Sunday, March 16, 2008

Using rural "lack of anonymity" for a good cause

In my academic work on rurality I've written a great deal about the lack of anonymity (or "high density of acquaintanceship") that marks rural communities. Such familiarity with others and the implicit social control that often accompanies it can be a very powerful influence in rural communities. A photo my mom just sent me shows this social phenomenon being put to good use: to persuade local residents to stop smoking and using tobacco in other forms. This billboard, a project of the Newton County (AR) Tobacco Education Group, was funded by the Arkansas portion of the master settlement agreement with the tobacco companies. That money finances such initiatives, at the county level, across the state.

The billboard pictures and names four well-known county residents, along with the number of years each has been tobacco-free. It seems a good strategy for inspiring other locals to quit. Those featured include folks from various walks of life: white collar (the county health nurse and director of the Hometown Health Coalition), blue collar, retired, etc. Too bad there's not a student or other young person in the bunch. Similar billboards have apparently been used by other county coalitions in Arkansas.

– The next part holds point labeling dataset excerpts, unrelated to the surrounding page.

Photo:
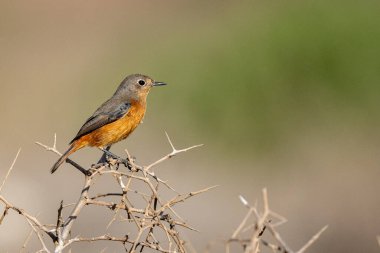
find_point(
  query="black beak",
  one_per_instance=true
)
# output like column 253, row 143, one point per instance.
column 158, row 83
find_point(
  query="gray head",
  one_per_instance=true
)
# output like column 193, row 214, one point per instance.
column 136, row 86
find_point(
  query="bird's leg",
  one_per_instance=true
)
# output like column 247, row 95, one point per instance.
column 103, row 158
column 106, row 153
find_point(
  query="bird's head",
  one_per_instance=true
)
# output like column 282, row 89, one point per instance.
column 136, row 86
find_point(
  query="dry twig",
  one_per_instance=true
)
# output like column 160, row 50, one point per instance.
column 150, row 222
column 262, row 221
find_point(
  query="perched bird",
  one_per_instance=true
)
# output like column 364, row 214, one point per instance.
column 115, row 119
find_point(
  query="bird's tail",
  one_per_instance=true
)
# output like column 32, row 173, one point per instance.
column 63, row 158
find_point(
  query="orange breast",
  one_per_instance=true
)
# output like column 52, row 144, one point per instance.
column 115, row 131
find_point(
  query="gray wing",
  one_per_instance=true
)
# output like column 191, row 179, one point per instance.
column 106, row 113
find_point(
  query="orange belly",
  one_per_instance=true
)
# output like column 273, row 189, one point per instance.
column 115, row 131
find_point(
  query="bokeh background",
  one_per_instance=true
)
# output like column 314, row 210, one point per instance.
column 284, row 95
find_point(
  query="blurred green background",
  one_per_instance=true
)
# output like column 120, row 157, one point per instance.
column 284, row 94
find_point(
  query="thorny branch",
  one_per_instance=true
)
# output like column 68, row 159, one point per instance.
column 157, row 216
column 262, row 221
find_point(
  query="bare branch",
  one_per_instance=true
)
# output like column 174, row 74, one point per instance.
column 312, row 240
column 9, row 170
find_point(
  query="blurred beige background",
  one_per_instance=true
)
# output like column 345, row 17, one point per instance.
column 284, row 95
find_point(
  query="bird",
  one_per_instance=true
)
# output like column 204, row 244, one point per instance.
column 115, row 119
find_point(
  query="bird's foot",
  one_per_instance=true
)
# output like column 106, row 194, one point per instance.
column 118, row 159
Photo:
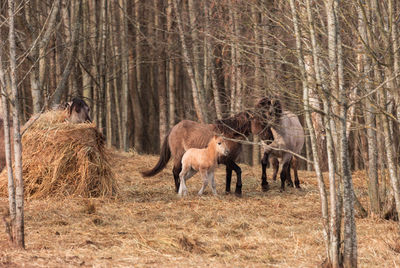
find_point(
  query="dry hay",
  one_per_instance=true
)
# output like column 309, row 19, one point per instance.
column 147, row 225
column 63, row 159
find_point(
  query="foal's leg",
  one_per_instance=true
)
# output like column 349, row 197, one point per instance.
column 176, row 170
column 264, row 183
column 284, row 174
column 228, row 178
column 296, row 176
column 204, row 176
column 275, row 166
column 231, row 165
column 289, row 176
column 186, row 173
column 182, row 186
column 212, row 182
column 238, row 171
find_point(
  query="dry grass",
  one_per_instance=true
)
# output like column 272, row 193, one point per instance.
column 149, row 226
column 63, row 159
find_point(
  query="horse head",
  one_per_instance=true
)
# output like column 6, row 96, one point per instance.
column 221, row 146
column 267, row 113
column 78, row 111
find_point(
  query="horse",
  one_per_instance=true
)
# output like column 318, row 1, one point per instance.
column 293, row 164
column 78, row 111
column 204, row 161
column 189, row 134
column 287, row 138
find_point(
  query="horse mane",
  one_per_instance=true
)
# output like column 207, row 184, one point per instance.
column 268, row 111
column 77, row 104
column 237, row 125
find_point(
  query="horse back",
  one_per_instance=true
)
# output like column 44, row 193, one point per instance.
column 188, row 134
column 291, row 131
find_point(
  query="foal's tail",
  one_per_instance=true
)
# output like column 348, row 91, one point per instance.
column 165, row 155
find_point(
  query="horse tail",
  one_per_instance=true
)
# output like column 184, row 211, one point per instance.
column 165, row 155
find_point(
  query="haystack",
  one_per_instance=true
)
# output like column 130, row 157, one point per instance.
column 64, row 159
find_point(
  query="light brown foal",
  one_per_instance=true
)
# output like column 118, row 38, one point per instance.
column 203, row 160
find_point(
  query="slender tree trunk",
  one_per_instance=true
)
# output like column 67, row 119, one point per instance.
column 71, row 57
column 7, row 147
column 19, row 182
column 170, row 68
column 306, row 103
column 189, row 67
column 196, row 57
column 370, row 121
column 211, row 66
column 161, row 76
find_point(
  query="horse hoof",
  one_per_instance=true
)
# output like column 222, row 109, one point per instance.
column 238, row 194
column 265, row 187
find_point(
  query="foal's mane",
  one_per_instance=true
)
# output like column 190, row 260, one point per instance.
column 237, row 125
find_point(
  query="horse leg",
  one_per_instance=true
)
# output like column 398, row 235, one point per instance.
column 182, row 186
column 186, row 173
column 289, row 176
column 284, row 174
column 229, row 169
column 238, row 171
column 264, row 183
column 275, row 166
column 212, row 183
column 205, row 181
column 176, row 170
column 296, row 176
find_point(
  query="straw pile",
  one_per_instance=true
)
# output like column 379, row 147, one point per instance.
column 63, row 159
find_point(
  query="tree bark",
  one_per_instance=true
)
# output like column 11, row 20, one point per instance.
column 19, row 182
column 7, row 146
column 189, row 68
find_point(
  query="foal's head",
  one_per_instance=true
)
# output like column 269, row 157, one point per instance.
column 220, row 145
column 78, row 111
column 267, row 113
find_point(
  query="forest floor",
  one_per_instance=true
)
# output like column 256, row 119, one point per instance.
column 147, row 225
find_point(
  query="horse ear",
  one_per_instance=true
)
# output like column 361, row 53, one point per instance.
column 277, row 108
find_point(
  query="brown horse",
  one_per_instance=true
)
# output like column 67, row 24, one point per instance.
column 203, row 160
column 189, row 134
column 77, row 112
column 287, row 136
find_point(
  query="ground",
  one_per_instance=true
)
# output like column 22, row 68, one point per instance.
column 147, row 225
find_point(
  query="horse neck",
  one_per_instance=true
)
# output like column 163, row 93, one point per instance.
column 212, row 150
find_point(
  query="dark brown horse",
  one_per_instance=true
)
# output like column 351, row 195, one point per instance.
column 189, row 134
column 78, row 111
column 287, row 136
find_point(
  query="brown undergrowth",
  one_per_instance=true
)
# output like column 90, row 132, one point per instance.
column 147, row 225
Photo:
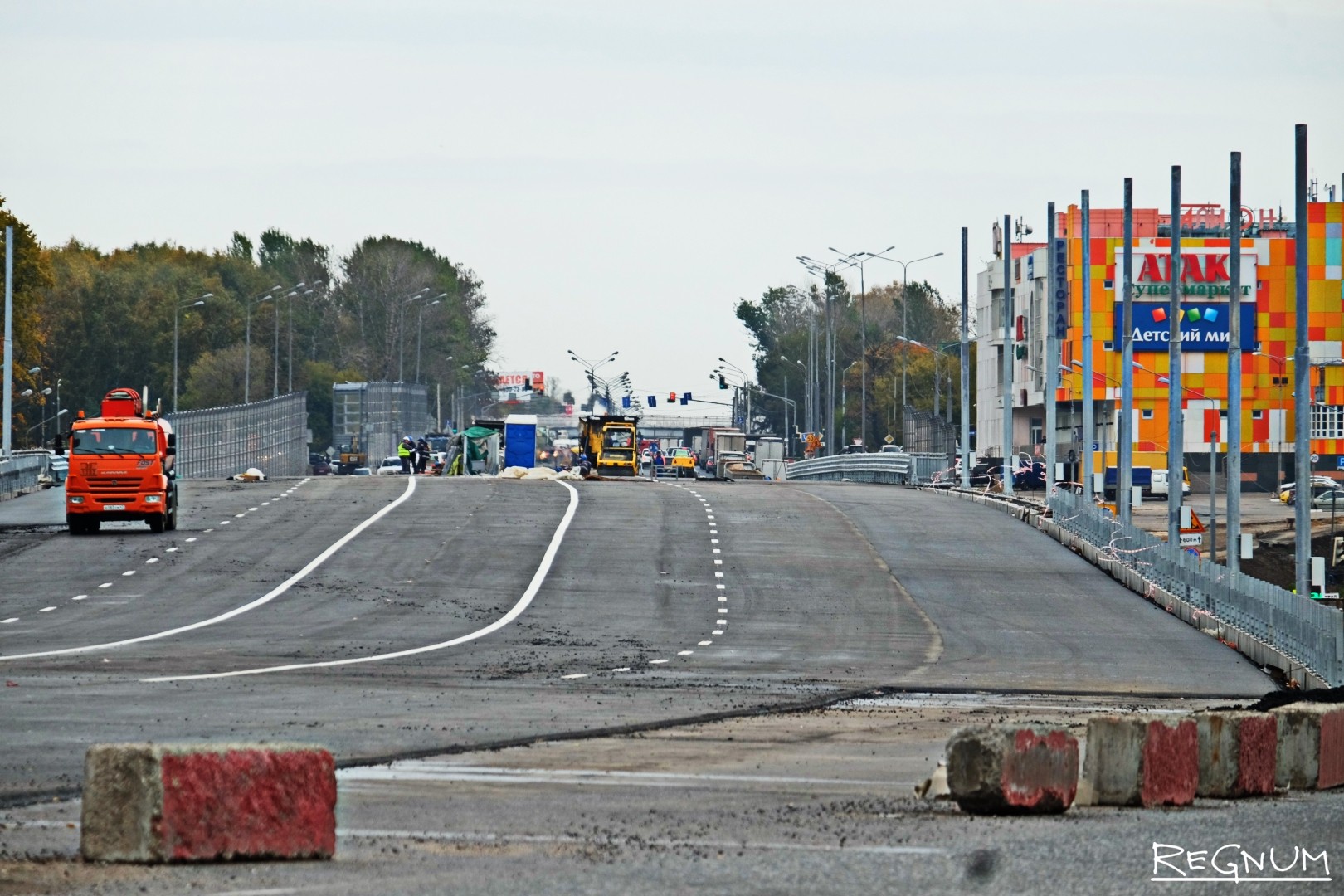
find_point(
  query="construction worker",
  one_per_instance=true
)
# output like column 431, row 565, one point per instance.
column 403, row 451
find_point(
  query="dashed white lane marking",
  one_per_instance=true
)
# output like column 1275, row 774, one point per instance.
column 515, row 611
column 266, row 598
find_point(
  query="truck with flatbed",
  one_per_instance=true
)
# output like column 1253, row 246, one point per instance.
column 121, row 466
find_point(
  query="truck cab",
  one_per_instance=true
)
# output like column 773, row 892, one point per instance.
column 119, row 466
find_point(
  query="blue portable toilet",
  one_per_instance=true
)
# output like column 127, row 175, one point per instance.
column 520, row 440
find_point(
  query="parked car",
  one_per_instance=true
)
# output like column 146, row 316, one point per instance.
column 1287, row 489
column 1329, row 500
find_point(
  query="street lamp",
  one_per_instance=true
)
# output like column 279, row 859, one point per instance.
column 856, row 260
column 251, row 304
column 177, row 310
column 401, row 332
column 420, row 328
column 905, row 325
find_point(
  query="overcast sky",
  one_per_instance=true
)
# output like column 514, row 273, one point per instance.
column 620, row 173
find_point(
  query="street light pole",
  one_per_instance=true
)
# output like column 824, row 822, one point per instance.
column 905, row 328
column 177, row 310
column 420, row 328
column 251, row 304
column 863, row 334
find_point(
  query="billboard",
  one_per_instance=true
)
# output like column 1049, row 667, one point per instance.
column 1203, row 306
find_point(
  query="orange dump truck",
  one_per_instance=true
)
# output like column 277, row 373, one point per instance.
column 119, row 466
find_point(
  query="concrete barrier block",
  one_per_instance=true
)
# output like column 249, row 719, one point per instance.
column 1237, row 752
column 1142, row 761
column 197, row 802
column 1311, row 746
column 1012, row 770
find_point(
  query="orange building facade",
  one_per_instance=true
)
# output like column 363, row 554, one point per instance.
column 1268, row 278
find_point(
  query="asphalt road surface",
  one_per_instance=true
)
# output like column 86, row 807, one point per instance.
column 597, row 629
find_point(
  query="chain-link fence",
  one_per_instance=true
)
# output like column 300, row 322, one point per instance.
column 929, row 434
column 270, row 436
column 377, row 416
column 1296, row 626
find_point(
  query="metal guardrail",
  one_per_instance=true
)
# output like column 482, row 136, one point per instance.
column 889, row 466
column 221, row 441
column 1296, row 626
column 17, row 475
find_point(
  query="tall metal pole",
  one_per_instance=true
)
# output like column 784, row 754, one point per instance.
column 247, row 358
column 1054, row 285
column 1175, row 422
column 1006, row 386
column 6, row 438
column 965, row 362
column 1301, row 379
column 1234, row 370
column 177, row 309
column 1125, row 450
column 1088, row 386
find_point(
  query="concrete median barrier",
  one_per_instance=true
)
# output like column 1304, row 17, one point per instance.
column 1001, row 772
column 1237, row 754
column 1142, row 761
column 1311, row 746
column 194, row 802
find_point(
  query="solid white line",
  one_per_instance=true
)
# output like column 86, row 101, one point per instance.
column 448, row 835
column 266, row 598
column 515, row 611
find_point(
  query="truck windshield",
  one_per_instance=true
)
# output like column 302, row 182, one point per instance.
column 113, row 440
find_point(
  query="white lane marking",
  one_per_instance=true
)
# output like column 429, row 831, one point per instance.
column 515, row 611
column 470, row 837
column 266, row 598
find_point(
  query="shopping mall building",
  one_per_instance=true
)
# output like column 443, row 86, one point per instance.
column 1268, row 340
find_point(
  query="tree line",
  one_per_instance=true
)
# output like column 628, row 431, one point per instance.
column 90, row 320
column 912, row 336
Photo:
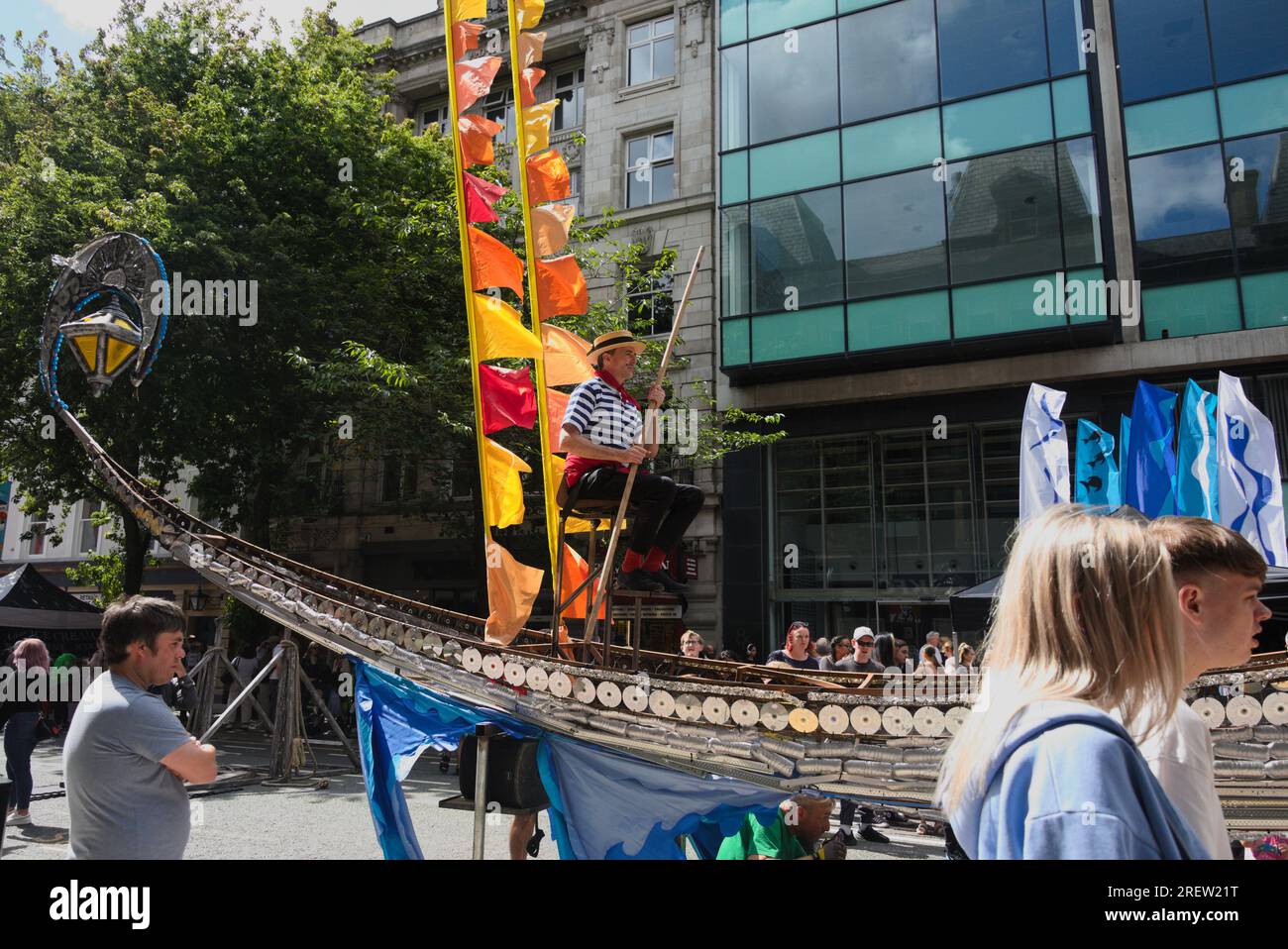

My mom has served on the Newton County Tobacco Education Group since its inception several years ago. She periodically updates me on their successes, including convincing a number of local businesses (e.g, the supermarket in the county seat) to go smoke free. (Arkansas law subsequently mandated that for businesses which admit minors). The group has also been very active in local schools, including financing large signs that declare the campuses "smoke free." It's inspiring to see such effective grass roots work on a critical health issue in a highly impoverished place that offers few educational and economic opportunities to residents.